Selain itu, pemandangan dari desa ini juga sangat bagus, dari atas bukit kita bisa menikmati pemandangan matahari terbenam yang katanya wow banget. Enak banget kan duduk santai sambil nunggu sunset trus ngobrol sama penduduk setempat sambil makan singkong rebus bareng teh atau kopi. Jangan lupa kalau mau diabadikan ya!

6. Kuliner

Dateng ke suatu tempat kayaknya ga puas deh kalo ga nikmatin kulinernya. Di Ende, berbagai makanan sebenernya ada, tapi karena letaknya jelas di tepi laut, makanan yang paling enak itu jelas seafood. Kapan lagi coba bisa makan ikan laut murah, banyak, dan enak? Ikan di sini bisa segede paha manusia tapi harganya cuma 20-30 ribuan. Puas banget ga sih? Rasanya bener-bener beda sama yang ada di Pulau Jawa. Lebih segar dan gurih. Masaknya bisa digoreng, dibakar, atau yang paling nikmat itu, dimasak kuah asam. Buat yang ga bisa makan seafood, masih ada yang jualan ayam dan nasi Padang kok!

Ikan di sini ga selalu harus dimakan bareng nasi. Nasi is mainstream yo! Coba makan pake singkong nuabossi rebus atau kukus, singkong lokal yang gede banget tapi empuk, ga keras sama sekali. Terus dicocol pake sambel mentah yang entah kenapa cabe di Flores pedesnya kelewatan padahal ga diulek dan cuma dipotong-potong aja. Biar ga pedes, coba teh kemangi. Ini sebenernya teh biasa cuma pake daun kemangi. Buat yang ga suka teh atau kemangi sih sebaiknya nyoba dikit aja soalnya rasanya kuat banget dan enak kalo dikasih gula.

Jangan lupa minuman tradisionalnya, moke. Buat yang ga minum alkohol, jangan ya!

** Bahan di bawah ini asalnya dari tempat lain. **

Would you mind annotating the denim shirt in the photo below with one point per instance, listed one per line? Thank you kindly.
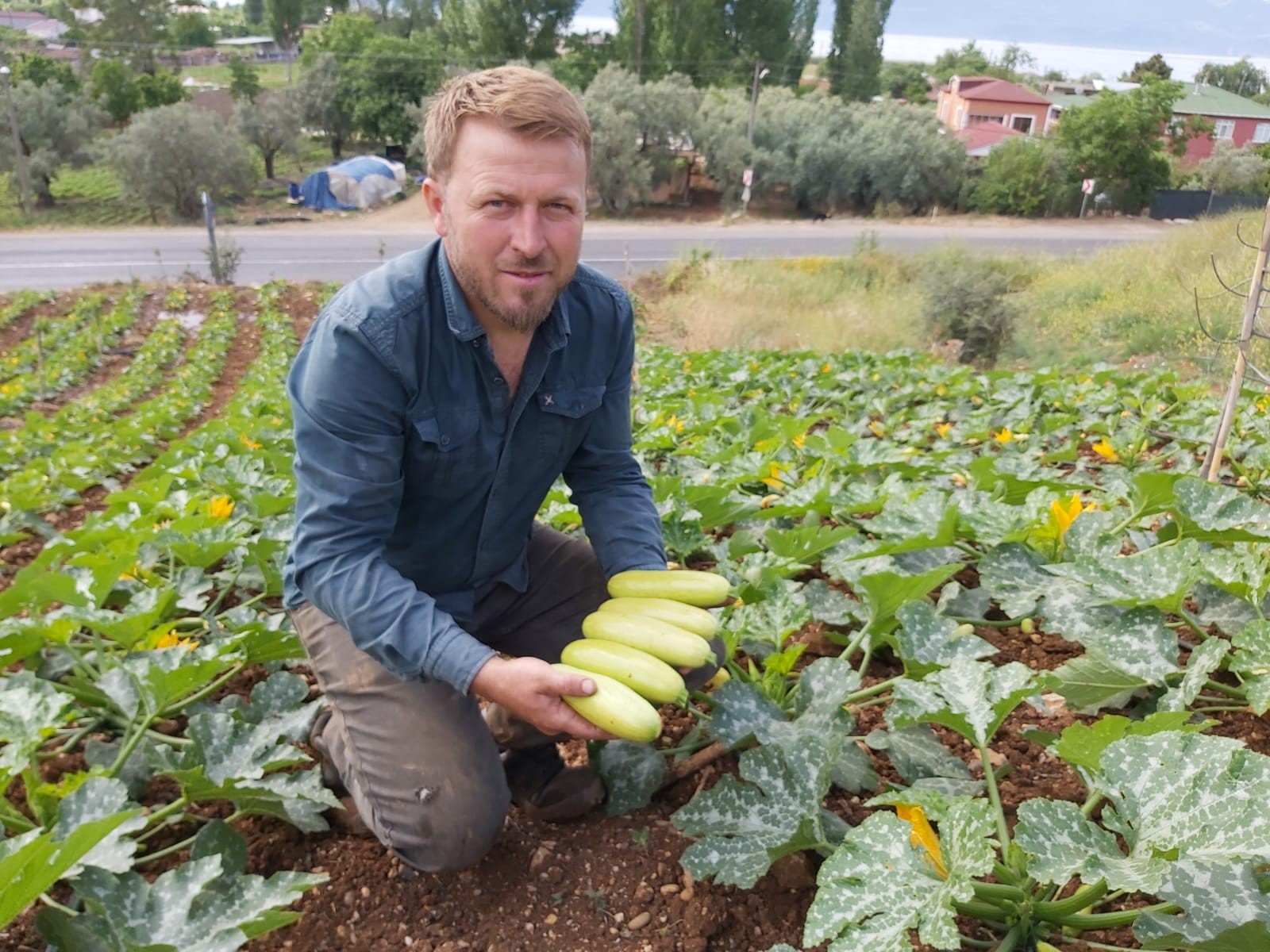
(418, 474)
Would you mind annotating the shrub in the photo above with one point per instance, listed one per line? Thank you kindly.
(965, 300)
(1026, 177)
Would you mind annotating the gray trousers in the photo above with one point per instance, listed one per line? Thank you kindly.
(421, 762)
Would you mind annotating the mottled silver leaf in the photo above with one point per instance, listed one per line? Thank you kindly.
(878, 885)
(929, 640)
(969, 697)
(1206, 659)
(1214, 898)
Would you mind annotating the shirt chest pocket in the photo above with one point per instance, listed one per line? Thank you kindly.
(448, 455)
(564, 419)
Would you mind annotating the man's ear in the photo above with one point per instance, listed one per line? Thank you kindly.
(433, 196)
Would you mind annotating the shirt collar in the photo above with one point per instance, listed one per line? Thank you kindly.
(465, 327)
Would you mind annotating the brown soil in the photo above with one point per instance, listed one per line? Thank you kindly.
(243, 351)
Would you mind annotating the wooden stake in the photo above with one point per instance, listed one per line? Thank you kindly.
(1251, 309)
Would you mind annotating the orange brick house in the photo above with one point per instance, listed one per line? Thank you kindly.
(969, 101)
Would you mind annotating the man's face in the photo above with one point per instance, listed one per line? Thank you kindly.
(511, 211)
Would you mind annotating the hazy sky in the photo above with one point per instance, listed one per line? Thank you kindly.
(1076, 36)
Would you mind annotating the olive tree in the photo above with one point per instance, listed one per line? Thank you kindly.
(638, 129)
(55, 127)
(271, 124)
(169, 155)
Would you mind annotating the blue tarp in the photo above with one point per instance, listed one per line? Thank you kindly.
(353, 183)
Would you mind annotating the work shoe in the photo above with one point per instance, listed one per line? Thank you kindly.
(549, 791)
(346, 819)
(330, 777)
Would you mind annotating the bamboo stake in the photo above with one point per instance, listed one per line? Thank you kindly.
(1251, 309)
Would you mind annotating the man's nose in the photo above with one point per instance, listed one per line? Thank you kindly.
(527, 238)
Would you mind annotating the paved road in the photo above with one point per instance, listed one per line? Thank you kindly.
(341, 251)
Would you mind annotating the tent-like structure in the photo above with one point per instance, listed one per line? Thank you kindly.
(353, 183)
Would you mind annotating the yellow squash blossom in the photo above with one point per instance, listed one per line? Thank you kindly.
(220, 508)
(1064, 513)
(1106, 451)
(924, 835)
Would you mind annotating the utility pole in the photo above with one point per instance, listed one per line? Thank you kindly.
(19, 156)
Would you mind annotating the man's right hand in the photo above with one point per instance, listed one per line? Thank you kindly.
(531, 689)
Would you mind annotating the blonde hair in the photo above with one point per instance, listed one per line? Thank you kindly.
(518, 99)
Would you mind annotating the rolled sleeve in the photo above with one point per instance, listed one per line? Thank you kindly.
(607, 482)
(349, 428)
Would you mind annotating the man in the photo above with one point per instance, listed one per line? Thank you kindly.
(436, 400)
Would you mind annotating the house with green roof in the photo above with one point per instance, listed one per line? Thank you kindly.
(1232, 117)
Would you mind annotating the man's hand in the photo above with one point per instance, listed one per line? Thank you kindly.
(531, 689)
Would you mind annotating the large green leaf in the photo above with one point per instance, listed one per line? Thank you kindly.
(969, 697)
(1223, 911)
(1013, 573)
(747, 825)
(31, 710)
(95, 799)
(32, 862)
(1251, 663)
(876, 885)
(1161, 577)
(1212, 512)
(1083, 744)
(926, 640)
(1090, 682)
(1172, 797)
(194, 908)
(632, 774)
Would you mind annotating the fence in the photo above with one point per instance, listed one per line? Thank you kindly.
(1191, 203)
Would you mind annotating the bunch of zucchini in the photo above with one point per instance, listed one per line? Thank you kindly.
(654, 624)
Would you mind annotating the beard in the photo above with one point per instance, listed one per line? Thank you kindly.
(533, 306)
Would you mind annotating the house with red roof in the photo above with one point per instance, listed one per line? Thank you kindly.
(984, 111)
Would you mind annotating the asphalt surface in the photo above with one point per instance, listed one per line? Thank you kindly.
(343, 249)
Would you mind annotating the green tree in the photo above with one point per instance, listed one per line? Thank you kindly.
(637, 130)
(40, 70)
(584, 56)
(1233, 171)
(169, 155)
(55, 127)
(1026, 175)
(1118, 139)
(836, 61)
(1240, 78)
(114, 88)
(272, 125)
(903, 80)
(863, 56)
(324, 105)
(162, 88)
(1153, 67)
(286, 21)
(518, 29)
(391, 74)
(190, 29)
(244, 79)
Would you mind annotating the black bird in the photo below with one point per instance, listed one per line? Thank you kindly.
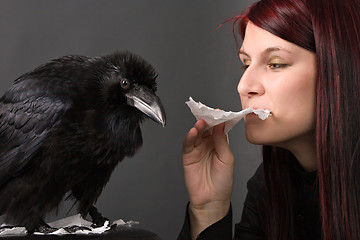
(65, 126)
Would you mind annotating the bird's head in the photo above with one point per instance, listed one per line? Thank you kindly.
(129, 84)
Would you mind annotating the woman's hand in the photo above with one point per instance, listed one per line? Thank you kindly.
(209, 172)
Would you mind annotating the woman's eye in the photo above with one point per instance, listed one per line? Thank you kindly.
(277, 65)
(244, 67)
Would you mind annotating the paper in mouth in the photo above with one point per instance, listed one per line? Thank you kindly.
(214, 117)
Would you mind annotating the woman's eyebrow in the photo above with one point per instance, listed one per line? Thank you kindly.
(266, 51)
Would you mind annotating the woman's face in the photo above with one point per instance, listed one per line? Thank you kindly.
(279, 76)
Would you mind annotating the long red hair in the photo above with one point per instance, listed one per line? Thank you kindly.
(330, 29)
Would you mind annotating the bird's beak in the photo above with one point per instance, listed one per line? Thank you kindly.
(147, 102)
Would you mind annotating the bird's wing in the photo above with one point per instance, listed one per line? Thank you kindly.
(25, 122)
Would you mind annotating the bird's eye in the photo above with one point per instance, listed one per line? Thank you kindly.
(125, 84)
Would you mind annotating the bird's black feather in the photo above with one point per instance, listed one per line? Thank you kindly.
(64, 127)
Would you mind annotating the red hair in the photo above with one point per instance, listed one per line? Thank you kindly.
(330, 29)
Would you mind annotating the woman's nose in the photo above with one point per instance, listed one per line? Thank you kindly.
(250, 84)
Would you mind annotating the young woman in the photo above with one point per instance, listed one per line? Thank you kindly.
(301, 60)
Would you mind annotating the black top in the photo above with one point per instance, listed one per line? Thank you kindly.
(253, 219)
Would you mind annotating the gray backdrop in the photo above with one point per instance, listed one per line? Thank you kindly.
(193, 57)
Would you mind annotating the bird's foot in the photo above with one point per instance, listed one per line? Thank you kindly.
(73, 229)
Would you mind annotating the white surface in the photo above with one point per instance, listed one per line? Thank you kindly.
(75, 220)
(214, 117)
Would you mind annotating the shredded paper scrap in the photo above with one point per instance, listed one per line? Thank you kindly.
(214, 117)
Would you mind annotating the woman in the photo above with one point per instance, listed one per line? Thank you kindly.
(301, 60)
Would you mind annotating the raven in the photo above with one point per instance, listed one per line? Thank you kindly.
(63, 129)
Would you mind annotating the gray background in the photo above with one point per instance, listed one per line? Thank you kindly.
(193, 58)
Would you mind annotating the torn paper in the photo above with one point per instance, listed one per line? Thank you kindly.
(214, 117)
(62, 224)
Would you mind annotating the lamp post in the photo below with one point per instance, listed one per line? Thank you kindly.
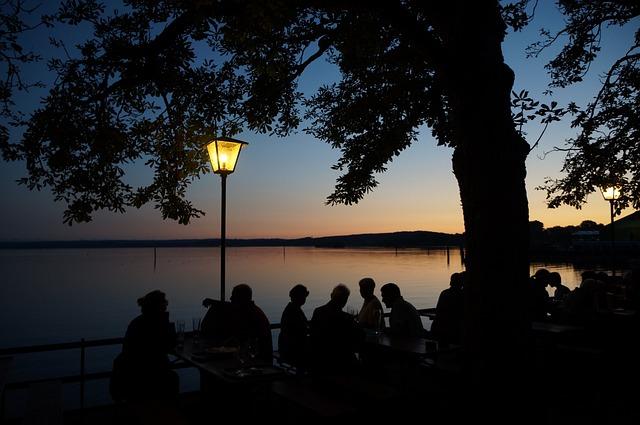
(224, 153)
(611, 194)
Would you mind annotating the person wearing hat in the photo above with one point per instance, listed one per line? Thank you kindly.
(294, 332)
(142, 371)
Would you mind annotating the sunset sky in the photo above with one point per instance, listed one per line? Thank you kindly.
(280, 185)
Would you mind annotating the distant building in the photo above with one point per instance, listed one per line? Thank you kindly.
(585, 236)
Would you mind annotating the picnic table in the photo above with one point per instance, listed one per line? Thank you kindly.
(226, 364)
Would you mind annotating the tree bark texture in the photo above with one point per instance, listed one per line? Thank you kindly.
(489, 164)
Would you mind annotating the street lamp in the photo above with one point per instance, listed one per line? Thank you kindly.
(224, 153)
(611, 194)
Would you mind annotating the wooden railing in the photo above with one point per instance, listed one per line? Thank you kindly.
(82, 345)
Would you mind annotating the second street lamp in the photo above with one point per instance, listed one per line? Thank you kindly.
(611, 194)
(224, 153)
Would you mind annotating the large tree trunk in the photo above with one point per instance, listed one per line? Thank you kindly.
(489, 164)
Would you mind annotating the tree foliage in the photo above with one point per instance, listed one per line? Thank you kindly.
(606, 150)
(14, 16)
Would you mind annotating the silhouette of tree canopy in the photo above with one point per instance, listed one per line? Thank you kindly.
(14, 16)
(607, 149)
(157, 78)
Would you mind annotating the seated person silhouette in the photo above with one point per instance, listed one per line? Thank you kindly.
(447, 325)
(370, 315)
(538, 295)
(404, 319)
(334, 335)
(240, 322)
(142, 371)
(294, 329)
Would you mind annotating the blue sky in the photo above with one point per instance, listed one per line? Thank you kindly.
(266, 199)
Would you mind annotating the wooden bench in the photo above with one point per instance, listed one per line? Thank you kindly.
(44, 404)
(312, 402)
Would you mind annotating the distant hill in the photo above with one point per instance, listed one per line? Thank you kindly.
(415, 239)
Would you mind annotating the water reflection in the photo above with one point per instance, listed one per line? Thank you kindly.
(49, 296)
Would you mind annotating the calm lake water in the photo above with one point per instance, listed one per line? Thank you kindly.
(62, 295)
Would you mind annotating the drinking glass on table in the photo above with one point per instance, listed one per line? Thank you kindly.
(195, 322)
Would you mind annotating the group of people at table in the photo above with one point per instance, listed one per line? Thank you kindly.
(328, 341)
(332, 337)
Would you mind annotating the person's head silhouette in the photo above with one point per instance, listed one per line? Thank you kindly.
(241, 294)
(367, 285)
(340, 295)
(298, 294)
(390, 293)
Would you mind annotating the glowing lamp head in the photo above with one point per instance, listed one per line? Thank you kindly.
(610, 193)
(224, 153)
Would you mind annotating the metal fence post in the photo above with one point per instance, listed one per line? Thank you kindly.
(82, 373)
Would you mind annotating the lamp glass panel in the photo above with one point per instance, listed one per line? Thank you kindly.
(224, 155)
(610, 193)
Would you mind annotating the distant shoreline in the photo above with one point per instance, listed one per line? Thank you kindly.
(415, 239)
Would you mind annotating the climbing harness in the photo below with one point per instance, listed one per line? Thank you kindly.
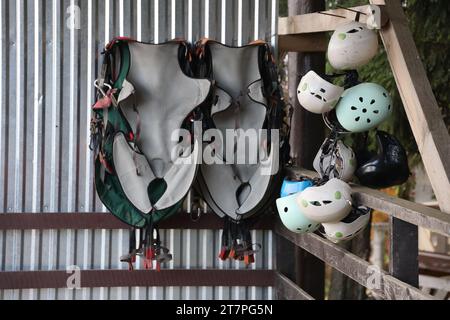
(246, 96)
(135, 115)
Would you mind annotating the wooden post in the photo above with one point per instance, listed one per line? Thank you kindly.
(404, 262)
(418, 99)
(306, 138)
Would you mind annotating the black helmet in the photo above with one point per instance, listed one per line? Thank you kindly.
(387, 168)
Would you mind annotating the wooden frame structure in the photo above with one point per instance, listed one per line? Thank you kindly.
(303, 33)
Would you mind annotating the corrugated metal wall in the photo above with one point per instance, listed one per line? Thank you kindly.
(45, 165)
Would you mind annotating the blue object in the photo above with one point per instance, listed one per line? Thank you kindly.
(293, 187)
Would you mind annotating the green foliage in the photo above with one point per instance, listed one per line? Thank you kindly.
(283, 8)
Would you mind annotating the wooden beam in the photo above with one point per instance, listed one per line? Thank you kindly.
(316, 22)
(288, 290)
(421, 106)
(408, 211)
(356, 268)
(138, 278)
(434, 262)
(82, 221)
(303, 43)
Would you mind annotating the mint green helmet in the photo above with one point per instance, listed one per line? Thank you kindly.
(363, 107)
(292, 217)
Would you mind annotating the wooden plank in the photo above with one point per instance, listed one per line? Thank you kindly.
(138, 278)
(435, 283)
(404, 263)
(408, 211)
(288, 290)
(434, 262)
(82, 221)
(316, 22)
(421, 106)
(303, 43)
(386, 286)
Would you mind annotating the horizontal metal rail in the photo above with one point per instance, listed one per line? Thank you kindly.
(138, 278)
(411, 212)
(97, 221)
(378, 281)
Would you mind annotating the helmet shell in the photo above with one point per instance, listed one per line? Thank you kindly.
(293, 218)
(292, 187)
(318, 95)
(347, 230)
(328, 203)
(351, 46)
(342, 157)
(363, 107)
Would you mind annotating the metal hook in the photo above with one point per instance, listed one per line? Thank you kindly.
(331, 14)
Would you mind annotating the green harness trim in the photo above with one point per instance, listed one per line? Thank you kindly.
(108, 188)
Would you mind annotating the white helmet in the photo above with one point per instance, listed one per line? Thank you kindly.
(351, 46)
(328, 203)
(348, 228)
(335, 162)
(293, 218)
(318, 95)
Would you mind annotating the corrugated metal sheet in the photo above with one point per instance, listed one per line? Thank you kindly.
(45, 164)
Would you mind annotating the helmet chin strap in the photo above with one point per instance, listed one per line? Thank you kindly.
(351, 79)
(328, 148)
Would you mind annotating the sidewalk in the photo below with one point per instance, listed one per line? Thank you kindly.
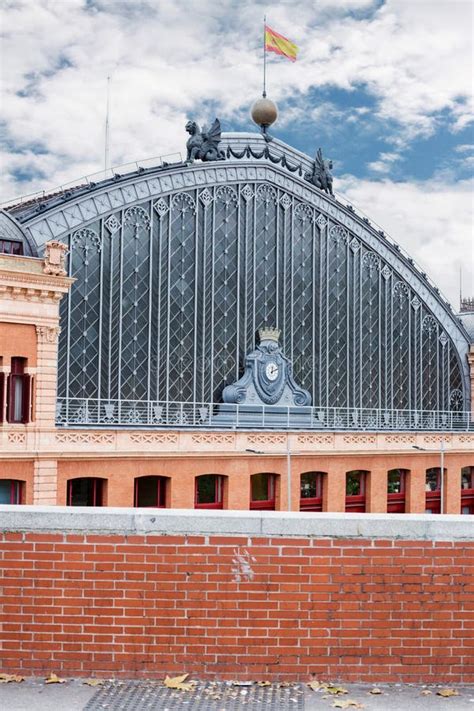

Moke ini terbuat dari sulingan buah kolang kaling dan mengandung alkohol. Walau terbuat dari bahan dan proses yang alami, tapi kalo kebanyakan ya mabok juga. Kalo orang lokal nawarin, jangan ditolak begitu saja soalnya ga sopan dan dianggap ga menghargai tuan rumah. Jadi ya minum aja sedikit atau tolak dengan halus kalo memang ga mengkonsumsi alkohol.

7. Kain Tenun

Kain tenun di sini dijual di pasar tradisional yang ada di Ende. Ga cuma di pasar, tapi ada juga beberapa toko kerajinan yang menjual tenun, tapi memang harganya pasti agak lebih mahal dibanding yang dijual di pasar. Selain itu, kita bisa langsung beli di pengrajin yang ada di desa-desa sekitar, seperti desa Ndetukou dan desa Woloare. Tenun ikat di setiap daerah berbeda, apalagi jika beda kabupaten dan pulau. Motif, warna, dan gambarnya akan berbeda, didasari oleh kehidupan penduduk setempat. Gak cuma itu saja, motif yang digunakan oleh pria dan wanita akan berbeda, loh. Motif untuk pria biasanya akan lebih polos dan warnanya gelap, sedangkan untuk wanita lebih berwarna cerah dan motifnya beragam.

Kain tenun ini mash dibuaut dengan mesin tenun tradisional dan hanya dikerjakan oleh para wanita. Para ibu biasanya menenun sambil ngobrol dengan temannya untuk mengisi waktu luang. Kain yang ditenun ini bisa digunakan sendiri maupun dijual. Banyak loh ibu atau nenek yang masih memakai kain ini sebagai pakaian sehari-hari, jadi jangan heran kalau kita beli kain mahal-mahal, eh pas mereka pake udah lusuh. Asal disimpan dan dicuci yang benar, kain ini akan awet kok sampai puluhan tahun. Bahkan saking mahalnya beberapa jenis tenun bisa digunakan sebagai mas kawin, loh.

Nah, gimana? Asik kan di Ende? Ga cuma jalan-jalan aja, kita juga bisa belajar budaya dan sejarah kok. Belajar ga selalu harus di sekolah atau kampus, kalo begini kan lebih seru.